Using Docker images with NextFlow

Bioinformatics pipelines are often difficult to reproduce, consisting of a mixture of Bash executions and scripting, involving the use of modules and libraries with large lists of dependencies.

The problem of reproducibility has come more sharply into focus as science consists increasingly of analyses of large-scale data sets. In the short history of the field of Bioinformatics, it has been common practice for pipelines to be constructed as large, indecipherable and sparsely documented shell scripts.

Enter workflow managers and Docker. My preference in this regard has been to use the Nextflow framework, which allows seemless integration of software containers. To build a Docker container image for a NextFlow pipeline, we simply create a Dockerfile in the project’s main directory. This file contains the instructions that Docker will use to build the image required to run the pipeline; everything from the base distribution used to the software and packages required. Below is an example Dockerfile that I constructed for the OrthoQuant pipeline. OpenSource have an excellent set of tips here for optimising container builds. You can also find best practices for the formatting of the Dockerfile file on the Docker website.

FROM ubuntu:22.04
LABEL maintainer="Adam Dinan"

ARG DEBIAN_FRONTEND=noninteractive

ADD https://raw.githubusercontent.com/adamd3/OrthoQuant/main/requirements.txt .

# Requirements file for pip installation
COPY requirements.txt /tmp
WORKDIR /tmp

RUN apt-get update && \
    apt-get install -y --no-install-recommends ca-certificates \
        curl libssl-dev libcurl4-openssl-dev libxml2-dev \
        python3-numpy python3-pip gawk pigz r-base-dev fastqc \
        trim-galore kallisto && \
    apt-get clean autoclean

# Install Python modules
RUN pip install --no-cache-dir -r requirements.txt

# Set repo for R package installation
RUN echo "r <- getOption('repos'); r['CRAN'] <- 'http://cran.rstudio.com'; \
    options(repos = r);" > ~/.Rprofile

# Install R libraries
RUN R -e 'install.packages(c(  \
    "optparse", "RColorBrewer", "reshape2", "ggplot2", "tidyr",  \
    "scales", "pheatmap", "matrixstats", "umap", "BiocManager"))'

# Install Bioconductor packages
RUN R -e 'BiocManager::install(c("edgeR", "DESeq2"))'

To summarise, the FROM statement indicates the base container (e.g. an OS image), which will be pulled if not locally available. Ideally, the base OS should be as small as possible while retaining functionality. Ubuntu is a solid choice because minimal versions of the OS are provided as Docker images (these exclude unnecessary documentation, editors, etc.), and this reduces the size of the standard server image by about 50%. Alpine Linux is even more minimilistic and is another good option. For a debian-based OS, we can disable interactive installation of necessary software by setting DEBIAN_FRONTEND=noninteractive with the ARG statement.

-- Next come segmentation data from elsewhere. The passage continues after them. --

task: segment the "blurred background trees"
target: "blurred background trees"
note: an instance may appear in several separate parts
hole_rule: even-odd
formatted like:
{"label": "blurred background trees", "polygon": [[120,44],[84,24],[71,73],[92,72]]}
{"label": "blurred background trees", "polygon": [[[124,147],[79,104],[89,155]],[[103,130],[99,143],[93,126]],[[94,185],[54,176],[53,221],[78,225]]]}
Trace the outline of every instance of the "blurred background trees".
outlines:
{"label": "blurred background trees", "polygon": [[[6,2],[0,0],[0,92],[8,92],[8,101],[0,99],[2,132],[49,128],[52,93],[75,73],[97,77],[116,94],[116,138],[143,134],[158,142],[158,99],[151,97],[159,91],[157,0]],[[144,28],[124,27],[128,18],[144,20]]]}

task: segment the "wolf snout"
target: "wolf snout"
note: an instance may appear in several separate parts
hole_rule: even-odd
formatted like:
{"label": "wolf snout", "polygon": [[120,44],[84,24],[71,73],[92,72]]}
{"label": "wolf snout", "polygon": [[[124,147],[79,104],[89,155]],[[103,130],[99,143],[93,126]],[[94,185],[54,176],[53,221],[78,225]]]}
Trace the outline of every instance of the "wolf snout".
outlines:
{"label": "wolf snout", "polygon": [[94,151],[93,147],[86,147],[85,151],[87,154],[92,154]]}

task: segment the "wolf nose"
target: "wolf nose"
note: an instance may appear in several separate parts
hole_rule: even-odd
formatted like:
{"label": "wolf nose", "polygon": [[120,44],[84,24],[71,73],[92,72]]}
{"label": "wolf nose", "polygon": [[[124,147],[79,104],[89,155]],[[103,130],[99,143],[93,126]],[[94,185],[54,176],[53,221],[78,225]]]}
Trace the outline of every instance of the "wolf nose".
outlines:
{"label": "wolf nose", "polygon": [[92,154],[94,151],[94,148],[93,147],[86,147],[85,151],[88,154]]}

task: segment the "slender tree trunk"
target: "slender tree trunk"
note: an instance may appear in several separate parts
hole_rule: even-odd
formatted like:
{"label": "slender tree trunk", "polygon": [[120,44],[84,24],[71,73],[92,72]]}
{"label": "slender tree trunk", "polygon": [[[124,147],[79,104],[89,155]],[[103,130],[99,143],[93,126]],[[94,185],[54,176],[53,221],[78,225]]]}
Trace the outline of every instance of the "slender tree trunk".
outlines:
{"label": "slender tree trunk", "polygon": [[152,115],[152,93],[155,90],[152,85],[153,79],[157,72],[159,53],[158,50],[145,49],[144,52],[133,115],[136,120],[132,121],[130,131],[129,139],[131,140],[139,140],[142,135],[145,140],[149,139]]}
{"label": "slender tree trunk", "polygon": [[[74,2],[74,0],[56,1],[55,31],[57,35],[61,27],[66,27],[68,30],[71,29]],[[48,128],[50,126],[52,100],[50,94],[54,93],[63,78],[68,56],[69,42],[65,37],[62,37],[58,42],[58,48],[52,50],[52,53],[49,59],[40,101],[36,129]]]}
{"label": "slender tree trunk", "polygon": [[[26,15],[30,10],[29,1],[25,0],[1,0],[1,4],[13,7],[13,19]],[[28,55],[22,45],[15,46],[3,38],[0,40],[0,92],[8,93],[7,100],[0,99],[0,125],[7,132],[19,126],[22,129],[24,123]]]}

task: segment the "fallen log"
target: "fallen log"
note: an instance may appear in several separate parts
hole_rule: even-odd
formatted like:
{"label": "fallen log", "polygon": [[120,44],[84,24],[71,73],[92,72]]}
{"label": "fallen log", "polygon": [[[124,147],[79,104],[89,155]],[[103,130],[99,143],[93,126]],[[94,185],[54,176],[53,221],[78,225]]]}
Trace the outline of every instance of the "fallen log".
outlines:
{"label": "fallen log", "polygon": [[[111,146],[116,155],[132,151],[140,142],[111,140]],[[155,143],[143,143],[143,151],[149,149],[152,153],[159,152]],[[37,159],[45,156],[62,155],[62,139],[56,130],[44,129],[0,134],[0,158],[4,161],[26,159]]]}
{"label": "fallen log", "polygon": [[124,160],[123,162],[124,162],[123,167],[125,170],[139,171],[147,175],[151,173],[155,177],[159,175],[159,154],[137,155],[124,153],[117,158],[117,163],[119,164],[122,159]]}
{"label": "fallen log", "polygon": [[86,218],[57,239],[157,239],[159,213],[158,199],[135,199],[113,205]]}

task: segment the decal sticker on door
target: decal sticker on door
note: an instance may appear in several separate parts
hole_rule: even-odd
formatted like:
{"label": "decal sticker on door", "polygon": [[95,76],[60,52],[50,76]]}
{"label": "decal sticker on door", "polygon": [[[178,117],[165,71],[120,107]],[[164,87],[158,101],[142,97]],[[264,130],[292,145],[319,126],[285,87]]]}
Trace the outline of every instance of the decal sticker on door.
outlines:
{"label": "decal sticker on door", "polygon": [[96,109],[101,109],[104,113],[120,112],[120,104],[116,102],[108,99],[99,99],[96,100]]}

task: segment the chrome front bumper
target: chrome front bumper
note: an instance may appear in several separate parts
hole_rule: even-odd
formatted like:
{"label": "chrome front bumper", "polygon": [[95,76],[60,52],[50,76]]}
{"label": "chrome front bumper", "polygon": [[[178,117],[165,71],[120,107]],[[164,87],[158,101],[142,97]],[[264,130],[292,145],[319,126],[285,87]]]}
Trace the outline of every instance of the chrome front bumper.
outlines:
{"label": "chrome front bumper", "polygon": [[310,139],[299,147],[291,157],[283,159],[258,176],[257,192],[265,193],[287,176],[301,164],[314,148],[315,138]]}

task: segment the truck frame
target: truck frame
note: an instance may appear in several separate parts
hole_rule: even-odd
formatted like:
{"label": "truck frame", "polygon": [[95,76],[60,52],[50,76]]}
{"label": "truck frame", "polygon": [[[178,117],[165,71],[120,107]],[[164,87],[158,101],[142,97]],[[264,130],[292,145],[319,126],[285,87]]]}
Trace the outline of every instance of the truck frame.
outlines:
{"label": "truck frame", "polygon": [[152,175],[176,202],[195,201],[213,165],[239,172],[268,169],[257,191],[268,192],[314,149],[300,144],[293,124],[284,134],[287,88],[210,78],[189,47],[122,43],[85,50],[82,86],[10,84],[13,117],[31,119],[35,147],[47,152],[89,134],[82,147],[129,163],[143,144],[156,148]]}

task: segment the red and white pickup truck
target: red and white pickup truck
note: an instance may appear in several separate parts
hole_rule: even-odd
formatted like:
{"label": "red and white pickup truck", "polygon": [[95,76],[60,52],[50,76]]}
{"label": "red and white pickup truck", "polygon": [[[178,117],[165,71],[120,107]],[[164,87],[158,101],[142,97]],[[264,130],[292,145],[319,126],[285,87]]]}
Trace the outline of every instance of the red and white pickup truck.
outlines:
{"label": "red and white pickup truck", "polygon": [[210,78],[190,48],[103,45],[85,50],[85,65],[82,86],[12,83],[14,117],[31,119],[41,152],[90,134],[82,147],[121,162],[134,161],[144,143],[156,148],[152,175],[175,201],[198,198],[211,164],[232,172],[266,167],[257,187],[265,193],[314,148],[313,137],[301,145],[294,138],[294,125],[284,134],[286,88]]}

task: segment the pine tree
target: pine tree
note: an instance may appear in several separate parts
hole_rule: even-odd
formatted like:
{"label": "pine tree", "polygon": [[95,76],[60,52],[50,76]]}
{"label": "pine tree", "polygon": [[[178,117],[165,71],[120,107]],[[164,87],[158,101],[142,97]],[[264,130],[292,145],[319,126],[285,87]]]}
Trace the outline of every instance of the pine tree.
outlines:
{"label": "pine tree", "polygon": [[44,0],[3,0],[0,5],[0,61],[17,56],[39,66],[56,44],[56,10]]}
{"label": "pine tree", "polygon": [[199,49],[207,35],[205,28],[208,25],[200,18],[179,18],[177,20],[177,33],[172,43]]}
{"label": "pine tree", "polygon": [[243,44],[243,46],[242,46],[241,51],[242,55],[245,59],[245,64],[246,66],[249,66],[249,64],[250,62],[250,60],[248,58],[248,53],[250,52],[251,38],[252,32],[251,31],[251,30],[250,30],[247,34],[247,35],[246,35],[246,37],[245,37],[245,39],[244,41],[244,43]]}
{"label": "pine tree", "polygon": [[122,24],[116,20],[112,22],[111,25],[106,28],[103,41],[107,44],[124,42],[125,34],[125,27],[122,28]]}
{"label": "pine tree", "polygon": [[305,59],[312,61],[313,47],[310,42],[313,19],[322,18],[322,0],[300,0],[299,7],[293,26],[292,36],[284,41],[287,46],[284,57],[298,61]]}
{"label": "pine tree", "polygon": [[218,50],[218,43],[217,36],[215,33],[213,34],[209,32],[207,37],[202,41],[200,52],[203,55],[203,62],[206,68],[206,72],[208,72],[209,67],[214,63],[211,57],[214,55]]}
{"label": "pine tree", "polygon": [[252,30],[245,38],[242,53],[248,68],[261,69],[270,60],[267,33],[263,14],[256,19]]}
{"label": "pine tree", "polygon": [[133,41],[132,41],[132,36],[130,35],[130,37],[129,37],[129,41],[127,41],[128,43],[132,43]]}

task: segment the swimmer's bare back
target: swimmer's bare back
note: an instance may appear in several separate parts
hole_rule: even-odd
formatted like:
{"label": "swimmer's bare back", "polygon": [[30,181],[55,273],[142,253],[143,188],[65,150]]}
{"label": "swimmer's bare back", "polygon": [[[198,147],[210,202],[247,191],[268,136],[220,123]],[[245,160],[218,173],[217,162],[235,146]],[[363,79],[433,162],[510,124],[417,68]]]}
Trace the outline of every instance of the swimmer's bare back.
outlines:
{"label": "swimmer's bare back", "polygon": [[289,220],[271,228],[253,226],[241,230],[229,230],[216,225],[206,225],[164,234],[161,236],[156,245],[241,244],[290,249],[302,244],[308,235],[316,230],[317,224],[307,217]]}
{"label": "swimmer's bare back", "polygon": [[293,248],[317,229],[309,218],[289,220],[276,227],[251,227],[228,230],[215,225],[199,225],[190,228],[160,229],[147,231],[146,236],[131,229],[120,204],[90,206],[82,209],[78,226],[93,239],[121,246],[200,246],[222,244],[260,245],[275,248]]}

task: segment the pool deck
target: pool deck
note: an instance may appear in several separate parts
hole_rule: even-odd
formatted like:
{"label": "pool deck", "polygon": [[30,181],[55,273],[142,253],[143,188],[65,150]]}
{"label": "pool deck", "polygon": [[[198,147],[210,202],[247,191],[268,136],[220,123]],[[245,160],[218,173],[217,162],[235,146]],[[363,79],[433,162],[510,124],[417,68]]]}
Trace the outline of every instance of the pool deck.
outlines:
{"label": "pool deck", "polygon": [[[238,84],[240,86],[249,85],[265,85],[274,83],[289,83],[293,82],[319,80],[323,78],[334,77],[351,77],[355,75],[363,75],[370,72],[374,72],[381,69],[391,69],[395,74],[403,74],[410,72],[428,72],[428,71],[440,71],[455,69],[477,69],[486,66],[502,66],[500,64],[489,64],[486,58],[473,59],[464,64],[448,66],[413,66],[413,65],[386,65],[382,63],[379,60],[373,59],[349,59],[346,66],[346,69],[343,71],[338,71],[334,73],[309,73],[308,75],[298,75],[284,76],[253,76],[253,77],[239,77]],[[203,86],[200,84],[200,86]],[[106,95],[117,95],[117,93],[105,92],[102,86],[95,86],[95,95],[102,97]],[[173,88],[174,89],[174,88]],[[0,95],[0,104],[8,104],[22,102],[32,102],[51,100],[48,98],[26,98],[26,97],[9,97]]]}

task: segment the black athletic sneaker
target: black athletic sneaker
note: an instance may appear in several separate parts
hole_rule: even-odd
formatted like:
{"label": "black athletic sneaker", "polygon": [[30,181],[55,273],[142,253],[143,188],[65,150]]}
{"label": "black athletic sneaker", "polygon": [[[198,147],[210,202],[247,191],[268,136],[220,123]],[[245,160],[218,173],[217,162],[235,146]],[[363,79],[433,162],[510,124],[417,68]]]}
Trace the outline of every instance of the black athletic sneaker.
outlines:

The RUN statement can be used to execute shell commands. Environment variables, similar to regular Bash variables, can be defined using the ENV statement, and ENTRYPOINT is the instruction used to define the command to be executed when the container is started; arguments can be provided by appending them to the call to docker run after building. Default parameters can be specified with the CMD statement, and these can be overridden by appending arguments to docker run. Exhaustive documentation for more complex functionality is available on Docker Docs.

To minimise the size of the container, it’s also good practice to clean up the cache with a command such as apt-get clean when done installing programs. When using Ubuntu, you can also remove unnecessary files created by apt-get, such as those in /var/lib/apt/lists/, which just stores information on packages and is downloaded with each call to apt-get update.

In the specific case of R, it’s important to note that many bioinformatics packages are housed in the specialised Bioconductor repository, and hence are not installable through a standard call to install.packages in R. Such packages can be installed by first installing the BiocManager package from CRAN (as below), and then including a separate call to BiocManager::install.

Before building, make sure that you have a registered account at Docker Hub. Build the image like so: docker build -t adamd3/OrthoQuant ., which allows you to also tag the Docker Hub repo, and then test using docker run -ti OrthoQuant. Try loading any of the Python modules or R packages to see that it worked OK.

When you’re ready, push the Dockerfile to Docker Hub.